Homeward bound I am … and so, it seems, is everyone else in China. Because the Chinese academic semester is pegged to the Chinese New Year, my commitment to the Fulbright Program extended until mid-January. My classes finished a couple of weeks earlier than others, so I was able to spend some time in Beijing. But now, everyone is finished with exams and papers. And, with the Chinese New Year (January 26, this year) fast approaching, students across the country are heading home. Everyone, it seems, is on the move.

I chose to take the train for this next to last leg – that is from Beijing to Shanghai. When I realized that the Chinese government has extended travel holidays to ease the density of the vast flow of millions, I admit I was a little nervous. A week ahead, when I purchased my ticket, first class soft seats were already sold out. My ticket was for the second class, hard seat coach. As it turns out I was seated in car 15; the train made up with 16 cars!

Anticipating the hard wooden slatted seats of trains in Central America, I bought a pillow-cased size bag and filled it with soft clothing. Ten hours on a hard seat – I had visions of writing the next Paul Theroux travel novel! The train was thoroughly modern; the seats were as comfortable as any airplane seat; my home-made sit upon wasn’t necessary at all.
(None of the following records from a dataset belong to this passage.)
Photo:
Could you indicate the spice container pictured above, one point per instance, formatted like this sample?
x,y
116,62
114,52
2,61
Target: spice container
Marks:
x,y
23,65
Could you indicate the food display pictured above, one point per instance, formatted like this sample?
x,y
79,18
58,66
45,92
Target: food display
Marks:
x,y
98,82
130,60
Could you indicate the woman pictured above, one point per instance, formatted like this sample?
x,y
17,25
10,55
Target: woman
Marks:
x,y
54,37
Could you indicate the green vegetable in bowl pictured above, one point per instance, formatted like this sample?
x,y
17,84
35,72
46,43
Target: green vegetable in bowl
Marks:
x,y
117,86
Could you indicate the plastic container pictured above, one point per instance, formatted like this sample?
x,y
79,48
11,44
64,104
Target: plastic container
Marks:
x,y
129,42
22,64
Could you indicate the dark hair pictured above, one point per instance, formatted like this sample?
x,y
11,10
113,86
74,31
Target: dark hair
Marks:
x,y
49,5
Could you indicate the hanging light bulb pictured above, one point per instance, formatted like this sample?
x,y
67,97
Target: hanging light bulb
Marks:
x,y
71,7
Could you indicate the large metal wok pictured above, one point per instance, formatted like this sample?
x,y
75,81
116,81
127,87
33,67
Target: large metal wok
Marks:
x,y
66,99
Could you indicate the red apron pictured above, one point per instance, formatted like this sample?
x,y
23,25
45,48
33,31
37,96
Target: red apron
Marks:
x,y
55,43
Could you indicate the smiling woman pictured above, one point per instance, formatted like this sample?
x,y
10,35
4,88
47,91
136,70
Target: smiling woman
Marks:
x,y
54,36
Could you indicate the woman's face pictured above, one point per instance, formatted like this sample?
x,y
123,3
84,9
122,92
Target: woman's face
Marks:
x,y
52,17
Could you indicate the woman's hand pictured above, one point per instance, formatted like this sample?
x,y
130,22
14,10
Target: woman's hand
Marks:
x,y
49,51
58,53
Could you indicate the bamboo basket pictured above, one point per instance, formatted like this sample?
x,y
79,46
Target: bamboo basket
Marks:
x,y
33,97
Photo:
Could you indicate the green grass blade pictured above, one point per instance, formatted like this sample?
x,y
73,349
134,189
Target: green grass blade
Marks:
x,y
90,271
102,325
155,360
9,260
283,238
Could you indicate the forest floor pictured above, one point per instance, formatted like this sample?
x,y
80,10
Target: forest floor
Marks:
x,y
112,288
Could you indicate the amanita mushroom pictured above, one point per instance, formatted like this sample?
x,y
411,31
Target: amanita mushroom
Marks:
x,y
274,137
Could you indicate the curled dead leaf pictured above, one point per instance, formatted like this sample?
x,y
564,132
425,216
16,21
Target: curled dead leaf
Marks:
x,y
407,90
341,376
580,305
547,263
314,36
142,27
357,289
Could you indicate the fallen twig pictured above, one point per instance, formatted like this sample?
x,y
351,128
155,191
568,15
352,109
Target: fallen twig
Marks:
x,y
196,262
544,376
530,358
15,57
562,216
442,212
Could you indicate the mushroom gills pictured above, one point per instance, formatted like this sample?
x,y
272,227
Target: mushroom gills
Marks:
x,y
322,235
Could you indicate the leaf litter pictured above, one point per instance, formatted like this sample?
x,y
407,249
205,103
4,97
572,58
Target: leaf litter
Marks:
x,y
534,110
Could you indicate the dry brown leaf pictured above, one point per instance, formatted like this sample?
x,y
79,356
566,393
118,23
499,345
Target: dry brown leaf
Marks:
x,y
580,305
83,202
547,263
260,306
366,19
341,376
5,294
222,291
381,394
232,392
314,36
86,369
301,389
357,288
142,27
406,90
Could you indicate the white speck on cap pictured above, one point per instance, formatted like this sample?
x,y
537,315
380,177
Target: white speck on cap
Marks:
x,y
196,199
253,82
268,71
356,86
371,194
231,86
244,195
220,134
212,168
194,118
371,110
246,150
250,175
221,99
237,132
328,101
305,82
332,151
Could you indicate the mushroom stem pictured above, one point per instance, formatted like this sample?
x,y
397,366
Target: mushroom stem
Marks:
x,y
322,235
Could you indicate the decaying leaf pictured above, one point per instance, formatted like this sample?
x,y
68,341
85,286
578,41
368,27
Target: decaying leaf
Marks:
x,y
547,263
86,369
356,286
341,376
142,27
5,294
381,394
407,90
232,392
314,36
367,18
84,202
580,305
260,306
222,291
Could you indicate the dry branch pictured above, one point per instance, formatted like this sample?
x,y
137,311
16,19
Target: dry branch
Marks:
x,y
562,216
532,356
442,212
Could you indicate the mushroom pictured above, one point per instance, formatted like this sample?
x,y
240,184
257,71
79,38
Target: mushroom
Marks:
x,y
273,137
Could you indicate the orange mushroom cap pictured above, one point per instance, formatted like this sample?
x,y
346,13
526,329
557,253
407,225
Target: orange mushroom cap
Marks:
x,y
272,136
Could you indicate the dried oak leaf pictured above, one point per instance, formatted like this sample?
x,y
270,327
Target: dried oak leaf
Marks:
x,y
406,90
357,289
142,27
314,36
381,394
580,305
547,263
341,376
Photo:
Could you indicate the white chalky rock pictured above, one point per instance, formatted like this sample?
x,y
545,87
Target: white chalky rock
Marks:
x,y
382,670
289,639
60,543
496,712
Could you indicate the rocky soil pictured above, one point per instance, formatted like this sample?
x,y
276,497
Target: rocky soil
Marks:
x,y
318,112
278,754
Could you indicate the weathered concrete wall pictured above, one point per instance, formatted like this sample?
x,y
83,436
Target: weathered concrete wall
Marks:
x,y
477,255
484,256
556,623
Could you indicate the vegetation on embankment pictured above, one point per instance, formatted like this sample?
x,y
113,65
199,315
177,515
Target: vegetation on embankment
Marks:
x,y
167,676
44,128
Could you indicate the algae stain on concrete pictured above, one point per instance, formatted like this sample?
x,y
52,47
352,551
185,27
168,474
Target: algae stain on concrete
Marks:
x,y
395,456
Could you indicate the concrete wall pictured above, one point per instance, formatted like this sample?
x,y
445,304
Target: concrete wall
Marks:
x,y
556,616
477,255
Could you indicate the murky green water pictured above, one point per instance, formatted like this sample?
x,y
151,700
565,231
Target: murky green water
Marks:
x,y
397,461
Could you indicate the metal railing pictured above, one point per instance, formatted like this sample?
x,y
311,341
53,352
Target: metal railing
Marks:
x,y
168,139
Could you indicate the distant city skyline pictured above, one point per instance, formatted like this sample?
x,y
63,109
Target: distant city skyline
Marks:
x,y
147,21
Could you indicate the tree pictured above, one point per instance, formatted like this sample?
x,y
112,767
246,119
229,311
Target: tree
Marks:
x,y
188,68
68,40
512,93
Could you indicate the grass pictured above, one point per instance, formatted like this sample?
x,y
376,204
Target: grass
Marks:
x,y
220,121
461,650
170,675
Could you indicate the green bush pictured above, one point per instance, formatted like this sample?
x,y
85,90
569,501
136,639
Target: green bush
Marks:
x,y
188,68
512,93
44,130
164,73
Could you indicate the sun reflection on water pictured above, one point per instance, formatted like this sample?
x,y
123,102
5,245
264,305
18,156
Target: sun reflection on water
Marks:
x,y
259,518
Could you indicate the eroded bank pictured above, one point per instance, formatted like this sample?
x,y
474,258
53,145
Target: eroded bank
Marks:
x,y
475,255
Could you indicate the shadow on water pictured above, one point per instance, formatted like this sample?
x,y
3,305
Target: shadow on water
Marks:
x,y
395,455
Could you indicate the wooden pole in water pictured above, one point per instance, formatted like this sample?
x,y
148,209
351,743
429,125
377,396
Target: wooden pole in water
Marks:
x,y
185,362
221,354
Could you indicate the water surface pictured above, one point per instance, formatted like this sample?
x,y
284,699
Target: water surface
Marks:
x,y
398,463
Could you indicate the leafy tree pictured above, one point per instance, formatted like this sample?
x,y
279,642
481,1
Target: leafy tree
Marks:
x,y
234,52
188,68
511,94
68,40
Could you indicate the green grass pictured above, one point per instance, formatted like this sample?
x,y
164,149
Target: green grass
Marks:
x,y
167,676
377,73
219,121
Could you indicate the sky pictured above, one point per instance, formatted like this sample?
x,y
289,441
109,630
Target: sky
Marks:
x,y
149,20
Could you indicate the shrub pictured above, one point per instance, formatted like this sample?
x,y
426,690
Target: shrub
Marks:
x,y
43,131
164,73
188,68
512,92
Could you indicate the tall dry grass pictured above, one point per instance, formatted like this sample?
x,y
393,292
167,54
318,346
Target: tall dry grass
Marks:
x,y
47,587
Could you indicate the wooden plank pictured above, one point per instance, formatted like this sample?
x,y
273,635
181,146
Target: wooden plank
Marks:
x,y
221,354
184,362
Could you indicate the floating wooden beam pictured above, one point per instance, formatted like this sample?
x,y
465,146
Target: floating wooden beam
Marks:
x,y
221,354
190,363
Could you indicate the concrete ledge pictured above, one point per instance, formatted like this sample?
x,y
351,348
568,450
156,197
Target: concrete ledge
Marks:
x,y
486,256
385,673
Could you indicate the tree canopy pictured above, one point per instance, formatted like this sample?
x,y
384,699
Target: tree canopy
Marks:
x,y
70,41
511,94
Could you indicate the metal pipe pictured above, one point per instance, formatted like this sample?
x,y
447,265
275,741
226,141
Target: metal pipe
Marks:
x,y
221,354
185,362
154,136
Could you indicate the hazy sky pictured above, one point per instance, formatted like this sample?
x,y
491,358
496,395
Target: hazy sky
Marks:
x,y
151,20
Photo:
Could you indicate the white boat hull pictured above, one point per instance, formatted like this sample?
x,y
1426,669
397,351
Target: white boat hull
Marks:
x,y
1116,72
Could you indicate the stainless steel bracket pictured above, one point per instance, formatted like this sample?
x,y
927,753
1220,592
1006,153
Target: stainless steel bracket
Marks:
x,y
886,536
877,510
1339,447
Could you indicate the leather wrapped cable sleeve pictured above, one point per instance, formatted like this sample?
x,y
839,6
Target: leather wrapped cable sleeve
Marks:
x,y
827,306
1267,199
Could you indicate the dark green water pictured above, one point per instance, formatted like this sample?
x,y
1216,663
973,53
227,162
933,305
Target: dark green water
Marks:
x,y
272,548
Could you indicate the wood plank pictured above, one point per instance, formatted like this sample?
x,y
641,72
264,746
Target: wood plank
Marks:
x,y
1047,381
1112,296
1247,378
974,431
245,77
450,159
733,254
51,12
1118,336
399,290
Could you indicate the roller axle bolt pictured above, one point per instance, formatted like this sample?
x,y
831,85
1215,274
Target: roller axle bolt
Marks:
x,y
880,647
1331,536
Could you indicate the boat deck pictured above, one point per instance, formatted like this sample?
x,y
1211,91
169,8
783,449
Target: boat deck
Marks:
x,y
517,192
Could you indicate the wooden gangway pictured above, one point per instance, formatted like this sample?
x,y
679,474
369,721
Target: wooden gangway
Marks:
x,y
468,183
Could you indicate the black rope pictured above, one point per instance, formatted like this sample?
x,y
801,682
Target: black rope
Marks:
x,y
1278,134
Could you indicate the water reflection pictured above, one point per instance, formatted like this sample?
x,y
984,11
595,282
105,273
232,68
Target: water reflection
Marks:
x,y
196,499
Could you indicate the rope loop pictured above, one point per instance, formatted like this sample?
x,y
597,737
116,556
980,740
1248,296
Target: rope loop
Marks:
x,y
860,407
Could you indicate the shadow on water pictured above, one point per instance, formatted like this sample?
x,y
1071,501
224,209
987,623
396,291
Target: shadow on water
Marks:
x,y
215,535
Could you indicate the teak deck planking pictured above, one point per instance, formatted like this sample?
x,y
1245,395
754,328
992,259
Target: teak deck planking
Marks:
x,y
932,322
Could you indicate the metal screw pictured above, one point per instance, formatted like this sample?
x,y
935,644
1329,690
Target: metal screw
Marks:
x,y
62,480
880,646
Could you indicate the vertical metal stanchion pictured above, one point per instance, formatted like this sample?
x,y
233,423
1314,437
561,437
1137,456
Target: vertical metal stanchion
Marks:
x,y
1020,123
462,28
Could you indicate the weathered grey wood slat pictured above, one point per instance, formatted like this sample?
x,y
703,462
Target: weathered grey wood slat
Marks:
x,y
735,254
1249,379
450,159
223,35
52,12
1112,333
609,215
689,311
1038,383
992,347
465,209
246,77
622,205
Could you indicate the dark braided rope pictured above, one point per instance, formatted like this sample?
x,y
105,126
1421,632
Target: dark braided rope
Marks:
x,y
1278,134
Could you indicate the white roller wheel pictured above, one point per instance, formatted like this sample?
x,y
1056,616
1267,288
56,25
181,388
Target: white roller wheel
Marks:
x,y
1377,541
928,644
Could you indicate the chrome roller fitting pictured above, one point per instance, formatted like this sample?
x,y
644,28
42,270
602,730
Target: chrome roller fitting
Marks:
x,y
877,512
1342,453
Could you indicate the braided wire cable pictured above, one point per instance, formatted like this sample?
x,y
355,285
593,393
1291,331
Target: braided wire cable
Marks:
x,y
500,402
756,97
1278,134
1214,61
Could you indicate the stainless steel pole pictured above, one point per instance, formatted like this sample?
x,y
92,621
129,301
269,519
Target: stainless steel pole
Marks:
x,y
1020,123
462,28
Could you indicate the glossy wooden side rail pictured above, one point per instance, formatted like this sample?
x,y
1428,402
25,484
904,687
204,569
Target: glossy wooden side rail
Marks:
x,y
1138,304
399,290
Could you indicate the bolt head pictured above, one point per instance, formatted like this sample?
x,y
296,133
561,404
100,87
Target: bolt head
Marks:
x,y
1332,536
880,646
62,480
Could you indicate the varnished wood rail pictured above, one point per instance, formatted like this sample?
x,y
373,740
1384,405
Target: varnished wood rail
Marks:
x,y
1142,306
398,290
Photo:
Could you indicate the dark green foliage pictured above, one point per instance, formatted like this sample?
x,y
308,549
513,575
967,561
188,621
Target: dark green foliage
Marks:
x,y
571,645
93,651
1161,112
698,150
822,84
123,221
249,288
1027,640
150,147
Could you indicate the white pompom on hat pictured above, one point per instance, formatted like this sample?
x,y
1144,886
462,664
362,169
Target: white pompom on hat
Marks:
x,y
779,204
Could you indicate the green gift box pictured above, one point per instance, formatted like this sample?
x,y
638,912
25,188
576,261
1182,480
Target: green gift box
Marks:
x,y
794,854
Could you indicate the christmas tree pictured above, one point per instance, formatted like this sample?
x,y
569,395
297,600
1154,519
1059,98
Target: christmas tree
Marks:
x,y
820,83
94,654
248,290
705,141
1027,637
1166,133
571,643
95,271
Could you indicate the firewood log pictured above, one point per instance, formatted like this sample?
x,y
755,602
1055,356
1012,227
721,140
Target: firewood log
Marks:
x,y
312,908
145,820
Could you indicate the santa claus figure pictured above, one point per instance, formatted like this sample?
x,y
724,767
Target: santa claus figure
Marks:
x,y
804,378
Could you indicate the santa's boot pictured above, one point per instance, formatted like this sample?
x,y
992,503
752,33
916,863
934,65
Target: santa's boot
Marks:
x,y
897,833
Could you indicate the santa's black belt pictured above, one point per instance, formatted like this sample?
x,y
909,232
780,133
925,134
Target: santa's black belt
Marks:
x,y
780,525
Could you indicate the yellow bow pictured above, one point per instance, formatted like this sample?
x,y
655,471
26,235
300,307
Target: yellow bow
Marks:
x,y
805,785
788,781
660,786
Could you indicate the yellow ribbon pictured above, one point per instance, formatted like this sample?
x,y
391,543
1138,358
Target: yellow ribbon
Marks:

The train left from Beijing’s new South Station, so we were out of the city in minutes. The train ride was pleasant; crowded at times; open seats for other segments of the journey. Only a handful of passengers stayed aboard to the end point at Shanghai. Many people of all ages were clearly eager to be home with family to celebrate the Spring Festival.

Enroute, we passed smaller cities, towns, villages and an occasional isolate house in the fields. The countryside was peaceful but, for sure, there were many places along the route that looked like they had been forgotten by China’s leaders. Three and four story buildings of weathered cement; two unfinished spanning bridges with vertical supports but no horizontal surfaces; a few too many trees planted along the tracks perhaps attempting to shield the still present rural poverty from the passengers passing on the latest bullet train.

It was also interesting to me to watch the people who got off at each stop. Men in pin stripped pants and ties exited at a small town. They carried gifts in bright red boxes A young couple, maybe even a brother and a sister, carried with them a cardboard box filled with dates, nuts and other treats more readily available in urban centers than in rural areas. As I watched urban people going home to small towns and villages, I was drawn again to reflecting on the astonishing strides that China has made in the past 3 decades. I also found myself hoping that efforts to extend this new prosperity out from the cities to rural areas will happen soon – for everyone’s benefit. I share the concerns of many who worry for the restiveness of the rural populace who have been left behind.

On Monday, January 19, I pack clothes, gifts, toothbrush and many memories into my bags for the last time and board American Airlines #288 for the flight home. Good-byes are not my expertise, even though I’ve had lots of practice this time. It will also be good to be home, to visit, to talk to you and hear your stories. In different ways, I’ve missed each of you. Until soon!